Goa's way is forward: Here's why it's time for Goa to embrace online casinos
Goa’s casino tourism is still in its nascent stages, yet state officials already want to reinvent the tourism profile as it rebuilds towards becoming a tourism destination targeting “wealthy tourists only.”
Officials want Goa to return to 1960s
For years, the state government of Goa has been actively promoting casino tourism to give its economy a shot in the arm after the high courts banned iron ore mining in 2012. Taking a cue from its Asian neighbors, the Goa government is pushing to expand its casino offerings to potentially attract tourists who otherwise might not consider visiting the state.
In May 2020, Tourism Minister Manohar Ajgaonkar was quoted by media saying the state is looking at reinventing itself “to bring about the Goa of the 1960s,” and appeal to more wealthy tourists over budget and local tourists. “Only tourists who are wealthy and can honour Goa’s culture and beauty are desirable,” the minister said, according to local reports.
The irony here is that it’s the hippie community that placed Goa in the international map in the 1960s, and the existence of casinos—both land-based and offshore—has boosted the state’s popularity in the years since they were allowed to operate. But the coronavirus pandemic has dampened the wins this sector has achieved in recent years, while also opening a path towards new revenue streams for operators and the government. As the ENV Media report on Goa’s casino communities pointed out:
“The Covid-19 pandemic may have given the decisive push in many industries. While tourism stands to improve in Goa, its gambling fame might just be brought onto a new level with online gambling. Goa might push for more online gamers and next-gen revenue streams instead of pushing for rich tourists (and trying to discriminate against locals or humble desi gamblers),” according to analysts at ENV Media, the media company behind the SevenJackpots casino comparison site.

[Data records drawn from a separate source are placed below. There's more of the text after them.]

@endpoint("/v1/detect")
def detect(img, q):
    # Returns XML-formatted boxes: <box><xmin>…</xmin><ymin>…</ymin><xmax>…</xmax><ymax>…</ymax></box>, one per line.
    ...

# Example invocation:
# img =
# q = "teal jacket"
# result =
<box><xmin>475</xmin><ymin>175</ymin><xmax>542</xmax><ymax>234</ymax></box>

COVID highlights why it’s time for Goa to embrace online casinos
The tourism minister’s paradoxical statement was made in 2020, way before the ill-effects of the coronavirus pandemic hit the global economy. In Goa, all casinos—six casino vessels on Mandovi River, plus one off in the state capital in Panaji, and about a dozen others operating inside hotels—were forced to shut down as the pandemic made its presence known in the country.
There were attempts to reopen the state, but it was only in mid-September that the government allowed key tourism activities to resume, albeit with some caveats: Tourists and locals could only enter if they were “either fully vaccinated or those with a RTPCR report.” Goa casinos, meanwhile, were allowed to operate up to 50 percent of their capacity, and they must implement COVID safety protocols including use of masks, sanitisers, and thermal screening, among others.
The impact of reopening casinos is yet to be seen, but one thing is clear—the state isn’t utilizing all the possible revenue streams available to them. For instance, the pandemic has already shown that more and more consumers are now turning to digital environments as they go about their daily activities including playing casual entertainment games.
What the government of Goa needs is to also make a shift towards a regulated online environment, that will involve development, technical support, higher taxation and related revenue, which will bring more benefits for the state and its residents in the long run.